До XIII в. вещь почти никогда не рассматривалась как источник жизни, но как знак. Конечно, есть немало произведений, которые на первый взгляд опровергают этот тезис, например большая фреска «Свадьба в Кане Галилейской», где вещи на пиршественном столе вынесены на передний план и им придается большое значение. По сюжету это можно было бы назвать уже натюрмортом, но скорее натюрмортом Сезанна или Пикассо, нежели миниатюриста XIV в., живописца XVII в. или даже Жан-Батиста Шардена (XVIII в.).
«Свадьба в Кане» в церкви в Бринэй относится к XII в. На длинном столе стоят одно подле другого семь глиняных блюд в форме чаш, простых и красивых. На некоторых из них плоско лежат крупные рыбины. Блюда с рыбой открыты зрителю на три четверти: они словно приподняты в воздух. Ни веса, ни плотности этих предметов мы не ощущаем, ни один из них не удерживает нашего внимания и не отвлекает его от композиции фрески в целом.
В искусстве до XIII в. предметы часто расположены в порядке, определяемом не реальной, а метафизической, мистической их иерархией.
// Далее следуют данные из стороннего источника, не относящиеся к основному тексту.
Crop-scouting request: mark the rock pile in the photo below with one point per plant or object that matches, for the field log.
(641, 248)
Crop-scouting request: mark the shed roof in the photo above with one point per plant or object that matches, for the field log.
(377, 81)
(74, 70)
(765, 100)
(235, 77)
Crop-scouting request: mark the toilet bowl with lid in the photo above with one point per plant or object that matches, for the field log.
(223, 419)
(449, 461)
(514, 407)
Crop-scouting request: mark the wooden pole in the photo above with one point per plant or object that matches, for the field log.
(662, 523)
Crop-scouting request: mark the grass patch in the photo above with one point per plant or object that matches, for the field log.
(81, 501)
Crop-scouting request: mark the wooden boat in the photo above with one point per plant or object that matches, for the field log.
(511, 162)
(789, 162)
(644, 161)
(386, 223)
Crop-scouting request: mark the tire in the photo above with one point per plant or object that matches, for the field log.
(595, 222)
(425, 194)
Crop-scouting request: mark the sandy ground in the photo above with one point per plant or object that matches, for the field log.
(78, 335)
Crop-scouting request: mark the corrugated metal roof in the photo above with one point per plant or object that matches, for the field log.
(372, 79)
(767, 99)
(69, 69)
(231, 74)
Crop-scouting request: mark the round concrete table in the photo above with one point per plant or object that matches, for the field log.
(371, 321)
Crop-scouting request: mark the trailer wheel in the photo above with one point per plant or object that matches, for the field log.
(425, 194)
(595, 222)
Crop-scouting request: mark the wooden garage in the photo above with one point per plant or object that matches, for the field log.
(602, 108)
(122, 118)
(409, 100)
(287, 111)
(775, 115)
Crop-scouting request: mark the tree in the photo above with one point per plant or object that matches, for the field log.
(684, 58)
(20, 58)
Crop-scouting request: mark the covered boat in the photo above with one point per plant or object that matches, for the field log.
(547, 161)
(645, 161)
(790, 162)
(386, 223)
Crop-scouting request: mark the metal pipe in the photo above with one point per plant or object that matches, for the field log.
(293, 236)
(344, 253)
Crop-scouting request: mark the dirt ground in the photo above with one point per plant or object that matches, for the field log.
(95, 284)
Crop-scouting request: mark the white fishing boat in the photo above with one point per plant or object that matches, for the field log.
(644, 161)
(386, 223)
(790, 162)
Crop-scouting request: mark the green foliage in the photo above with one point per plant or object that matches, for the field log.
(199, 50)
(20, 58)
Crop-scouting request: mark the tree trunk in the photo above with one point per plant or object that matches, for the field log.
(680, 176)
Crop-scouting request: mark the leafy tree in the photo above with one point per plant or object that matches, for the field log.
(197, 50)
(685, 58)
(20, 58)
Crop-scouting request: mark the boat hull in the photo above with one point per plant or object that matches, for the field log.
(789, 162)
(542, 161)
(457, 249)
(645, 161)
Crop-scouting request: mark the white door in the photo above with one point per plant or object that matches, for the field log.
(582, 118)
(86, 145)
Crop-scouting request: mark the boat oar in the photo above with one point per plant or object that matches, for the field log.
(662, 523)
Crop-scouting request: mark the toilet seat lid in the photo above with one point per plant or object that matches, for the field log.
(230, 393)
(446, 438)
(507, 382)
Взглянем, например, на занавеси, которые благодаря своей роли в литургии часто встречаются на миниатюрах каролингской и романской эпохи: занавеси скрывали от глаз непосвященных священные предметы. На одной миниатюре XI в. занавеси распахнуты, позволяя св. Радегунде подойти к алтарю. Занавеси сделаны из легкой плиссированной ткани, колеблющейся при малейшем дуновении ветерка. Эти занавеси не имеют собственного материального значения, но лишь сакральную функцию: скрывать или раскрывать то священное, что находится за ними. Они также не неподвижны: их колеблет ветер, долетающий из мира потустороннего и заставляющий занавеси обернуть, укрыть собой колонну у алтаря, где молится св. Радегунда[140].
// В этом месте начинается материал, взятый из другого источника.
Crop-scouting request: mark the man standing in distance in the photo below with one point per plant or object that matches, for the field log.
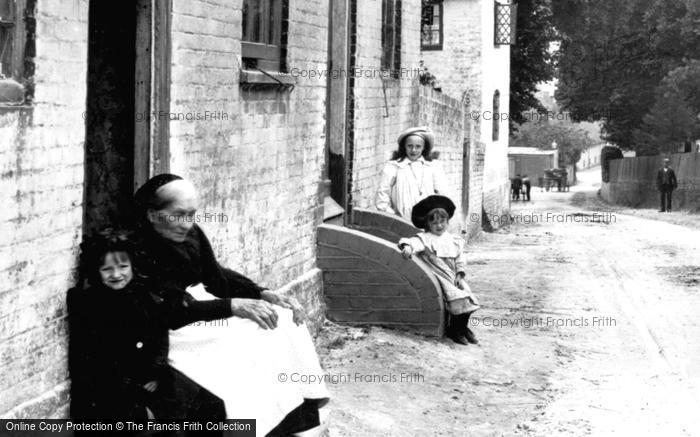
(666, 182)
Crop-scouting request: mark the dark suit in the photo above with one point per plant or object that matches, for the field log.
(666, 182)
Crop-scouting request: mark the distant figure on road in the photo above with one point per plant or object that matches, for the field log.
(527, 186)
(516, 184)
(666, 182)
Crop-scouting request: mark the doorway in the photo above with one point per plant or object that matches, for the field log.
(128, 80)
(109, 119)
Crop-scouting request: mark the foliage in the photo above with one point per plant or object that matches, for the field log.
(531, 61)
(675, 116)
(613, 60)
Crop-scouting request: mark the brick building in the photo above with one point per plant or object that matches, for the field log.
(97, 96)
(464, 48)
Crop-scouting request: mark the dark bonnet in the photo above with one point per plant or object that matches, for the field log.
(419, 213)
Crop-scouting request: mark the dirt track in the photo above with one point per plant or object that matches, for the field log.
(589, 326)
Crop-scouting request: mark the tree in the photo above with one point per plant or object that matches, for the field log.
(614, 55)
(675, 116)
(531, 61)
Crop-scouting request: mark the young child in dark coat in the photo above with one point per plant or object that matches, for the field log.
(118, 337)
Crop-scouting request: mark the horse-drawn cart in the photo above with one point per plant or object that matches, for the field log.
(556, 177)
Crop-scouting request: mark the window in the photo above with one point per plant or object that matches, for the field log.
(391, 36)
(431, 25)
(264, 41)
(496, 116)
(14, 68)
(504, 23)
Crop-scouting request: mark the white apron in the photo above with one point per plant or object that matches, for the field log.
(248, 367)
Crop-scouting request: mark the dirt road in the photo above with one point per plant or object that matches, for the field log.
(589, 326)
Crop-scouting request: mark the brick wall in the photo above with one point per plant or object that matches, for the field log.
(633, 181)
(468, 51)
(41, 176)
(261, 164)
(445, 116)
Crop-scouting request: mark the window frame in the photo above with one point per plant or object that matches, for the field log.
(269, 53)
(391, 37)
(502, 36)
(438, 46)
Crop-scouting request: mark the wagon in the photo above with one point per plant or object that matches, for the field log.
(556, 177)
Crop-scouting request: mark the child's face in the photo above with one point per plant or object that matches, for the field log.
(116, 272)
(414, 147)
(437, 226)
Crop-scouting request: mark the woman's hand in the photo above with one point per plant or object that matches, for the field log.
(285, 302)
(256, 310)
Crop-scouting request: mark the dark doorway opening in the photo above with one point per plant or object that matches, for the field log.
(110, 115)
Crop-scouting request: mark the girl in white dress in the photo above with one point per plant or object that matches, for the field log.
(444, 254)
(411, 175)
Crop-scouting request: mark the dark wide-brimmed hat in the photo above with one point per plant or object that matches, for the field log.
(419, 213)
(421, 131)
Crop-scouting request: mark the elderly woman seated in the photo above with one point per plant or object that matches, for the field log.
(238, 361)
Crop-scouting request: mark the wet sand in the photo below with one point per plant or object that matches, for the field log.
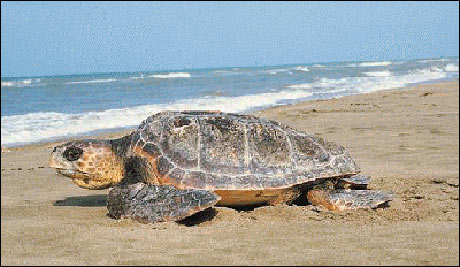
(406, 139)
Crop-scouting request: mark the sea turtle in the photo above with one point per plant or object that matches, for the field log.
(178, 163)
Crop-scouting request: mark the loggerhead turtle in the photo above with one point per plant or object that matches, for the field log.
(178, 163)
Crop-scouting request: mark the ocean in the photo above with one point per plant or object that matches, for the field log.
(48, 108)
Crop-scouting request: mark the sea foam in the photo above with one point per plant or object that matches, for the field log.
(451, 67)
(172, 75)
(383, 73)
(352, 85)
(375, 64)
(94, 81)
(35, 127)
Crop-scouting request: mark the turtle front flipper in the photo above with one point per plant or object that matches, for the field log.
(342, 200)
(157, 203)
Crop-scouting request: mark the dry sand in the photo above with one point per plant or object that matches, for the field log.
(406, 139)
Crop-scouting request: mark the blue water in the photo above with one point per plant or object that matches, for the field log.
(36, 109)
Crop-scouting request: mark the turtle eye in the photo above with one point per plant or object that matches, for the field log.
(72, 153)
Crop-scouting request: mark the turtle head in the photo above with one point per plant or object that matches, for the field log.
(92, 164)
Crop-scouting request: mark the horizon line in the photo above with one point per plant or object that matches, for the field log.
(203, 68)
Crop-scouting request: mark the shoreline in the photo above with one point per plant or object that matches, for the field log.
(106, 134)
(406, 139)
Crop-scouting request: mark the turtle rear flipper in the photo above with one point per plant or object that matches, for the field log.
(341, 200)
(157, 203)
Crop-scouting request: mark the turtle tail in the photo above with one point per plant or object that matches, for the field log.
(342, 200)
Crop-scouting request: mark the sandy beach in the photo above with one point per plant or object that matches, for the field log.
(406, 139)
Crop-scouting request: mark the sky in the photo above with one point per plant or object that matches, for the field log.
(59, 38)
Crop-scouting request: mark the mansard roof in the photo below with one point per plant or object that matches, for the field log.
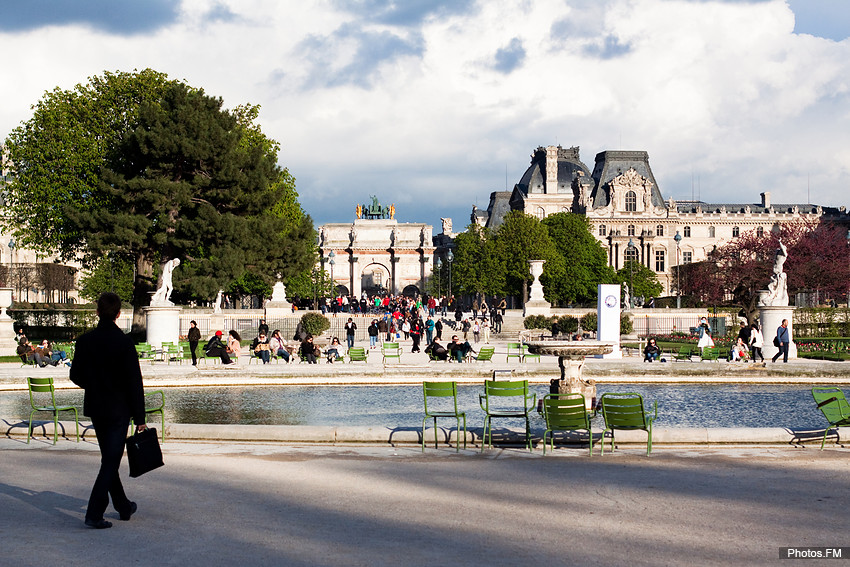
(569, 166)
(612, 163)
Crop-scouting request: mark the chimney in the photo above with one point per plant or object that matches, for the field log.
(551, 169)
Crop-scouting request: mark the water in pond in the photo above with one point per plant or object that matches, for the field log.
(708, 405)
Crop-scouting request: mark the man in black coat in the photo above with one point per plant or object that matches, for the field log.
(106, 366)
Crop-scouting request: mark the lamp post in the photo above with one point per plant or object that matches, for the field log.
(632, 249)
(439, 265)
(678, 239)
(331, 261)
(450, 258)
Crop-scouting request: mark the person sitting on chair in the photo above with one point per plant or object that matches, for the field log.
(459, 350)
(651, 352)
(261, 348)
(277, 347)
(215, 347)
(333, 350)
(437, 350)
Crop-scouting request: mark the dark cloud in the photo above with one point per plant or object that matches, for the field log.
(609, 48)
(510, 57)
(112, 16)
(403, 12)
(372, 49)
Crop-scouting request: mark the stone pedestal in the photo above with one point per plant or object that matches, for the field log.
(163, 324)
(608, 318)
(278, 307)
(8, 345)
(536, 304)
(770, 319)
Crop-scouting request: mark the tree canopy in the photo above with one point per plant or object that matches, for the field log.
(580, 263)
(148, 169)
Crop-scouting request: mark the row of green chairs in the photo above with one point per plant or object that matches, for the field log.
(42, 393)
(561, 412)
(520, 352)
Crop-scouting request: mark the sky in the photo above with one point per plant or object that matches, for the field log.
(432, 105)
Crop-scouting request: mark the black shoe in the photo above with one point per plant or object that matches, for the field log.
(125, 517)
(100, 524)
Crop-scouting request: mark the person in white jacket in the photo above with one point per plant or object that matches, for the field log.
(756, 342)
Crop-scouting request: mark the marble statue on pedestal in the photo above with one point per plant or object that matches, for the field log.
(163, 294)
(777, 289)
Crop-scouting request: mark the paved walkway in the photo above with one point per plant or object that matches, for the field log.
(263, 504)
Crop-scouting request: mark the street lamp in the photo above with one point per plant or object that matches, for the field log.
(331, 261)
(678, 239)
(451, 258)
(632, 251)
(439, 265)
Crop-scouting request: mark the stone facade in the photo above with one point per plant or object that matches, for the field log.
(623, 203)
(377, 255)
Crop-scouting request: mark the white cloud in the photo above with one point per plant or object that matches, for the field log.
(419, 113)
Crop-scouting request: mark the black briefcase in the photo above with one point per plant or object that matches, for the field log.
(143, 452)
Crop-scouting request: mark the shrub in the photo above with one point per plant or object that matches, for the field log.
(315, 323)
Начиная с XIV в. вещи изображаются иначе. Не то чтобы они перестали быть знаками, ведь белая ткань или книга оставались тогда в такой же мере символами, как и в романскую эпоху. Но отношение между знаком и обозначаемым изменилось: чистота — в той же степени атрибут лилии, в какой лилия — символ чистоты. Вещи завоевали абстрактный мир символов. Предметы представляются ради них самих, не из стремления к реализму, к правдоподобию, а просто из любви к самим вещам. Реализм и иллюзионизм явятся, быть может, лишь следствиями того прямого отношения, которое искусство XIV–XV вв. установило между предметом и зрителем.
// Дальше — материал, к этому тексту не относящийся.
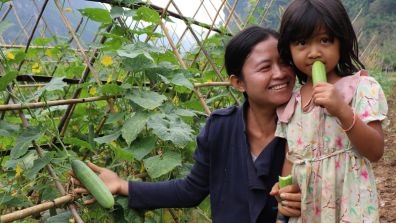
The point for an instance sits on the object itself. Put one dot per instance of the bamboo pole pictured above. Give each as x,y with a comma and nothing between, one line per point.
210,84
9,107
23,213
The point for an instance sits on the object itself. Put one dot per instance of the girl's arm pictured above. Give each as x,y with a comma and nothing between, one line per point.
367,138
289,197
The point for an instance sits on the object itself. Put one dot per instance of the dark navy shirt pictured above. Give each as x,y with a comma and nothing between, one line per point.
238,187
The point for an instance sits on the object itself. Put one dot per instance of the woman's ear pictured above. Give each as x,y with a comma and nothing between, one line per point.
237,83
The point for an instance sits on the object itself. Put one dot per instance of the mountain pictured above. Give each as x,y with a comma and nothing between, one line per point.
21,15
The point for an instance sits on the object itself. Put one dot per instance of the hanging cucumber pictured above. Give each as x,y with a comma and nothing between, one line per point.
285,181
93,183
318,72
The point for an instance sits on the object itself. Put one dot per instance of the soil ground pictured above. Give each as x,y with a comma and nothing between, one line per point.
385,169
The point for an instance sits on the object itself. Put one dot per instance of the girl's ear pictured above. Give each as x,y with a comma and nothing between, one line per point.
237,83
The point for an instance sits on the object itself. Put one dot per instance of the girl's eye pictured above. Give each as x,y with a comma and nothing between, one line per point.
264,68
325,40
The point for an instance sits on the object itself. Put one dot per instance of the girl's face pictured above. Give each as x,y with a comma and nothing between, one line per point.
266,80
320,46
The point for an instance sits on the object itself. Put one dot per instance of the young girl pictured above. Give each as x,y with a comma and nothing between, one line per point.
333,129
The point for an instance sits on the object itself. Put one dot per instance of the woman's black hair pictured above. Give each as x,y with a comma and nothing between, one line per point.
241,45
303,17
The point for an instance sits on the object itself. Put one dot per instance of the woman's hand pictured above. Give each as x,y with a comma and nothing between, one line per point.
113,182
289,199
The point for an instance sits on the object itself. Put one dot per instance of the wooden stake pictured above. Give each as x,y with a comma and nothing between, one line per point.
36,209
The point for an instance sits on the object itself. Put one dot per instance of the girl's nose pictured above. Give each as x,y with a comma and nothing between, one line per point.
314,52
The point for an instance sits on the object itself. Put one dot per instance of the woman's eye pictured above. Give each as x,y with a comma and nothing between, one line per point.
300,42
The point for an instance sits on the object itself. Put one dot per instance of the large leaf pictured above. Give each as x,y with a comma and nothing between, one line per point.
147,14
77,142
23,141
147,99
108,138
159,165
7,129
6,79
97,14
4,25
171,127
56,83
38,165
133,126
180,80
142,146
Отныне в каждую сюжетную картину художник вводит один или несколько натюрмортов. С конца XIV в. появляются, а в XV–XVI вв. утверждаются две основные характеристики натюрморта: предметы обладают свойственной им плотностью и располагаются и группируются в определенном порядке, чаще всего внутри замкнутого пространства. Хороший пример тому — одно из «Благовещений» анонимного Флемалльского Мастера первой половины XV в. в брюссельском Музее изящных искусств. Все вещи здесь обретают плотность и весомость, которой они не имели в воздушном мире искусства «первого Средневековья». Возьмем хотя бы длинную салфетку с бахромой. Как отличается эта тяжелая неподвижная ткань от легких вуалей, колеблемых неземным, ирреальным ветерком, на романских миниатюрах! Салфетка Флемалльского Мастера — это по-прежнему знак белоснежной чистоты и невинности, но это и хорошее, дорогое белье в порядочном доме, выражающее также, быть может, представление о честной и достойной хозяйке дома и ее семействе. То же самое можно было бы сказать и о других вещах, изображенных анонимным художником фламандской школы: о медном тазе, о вазе с цветами, о многоугольной столешнице. Легкая ткань моделирует эти предметы, придает им форму, помещает их в густое, насыщенное жизнью пространство картины.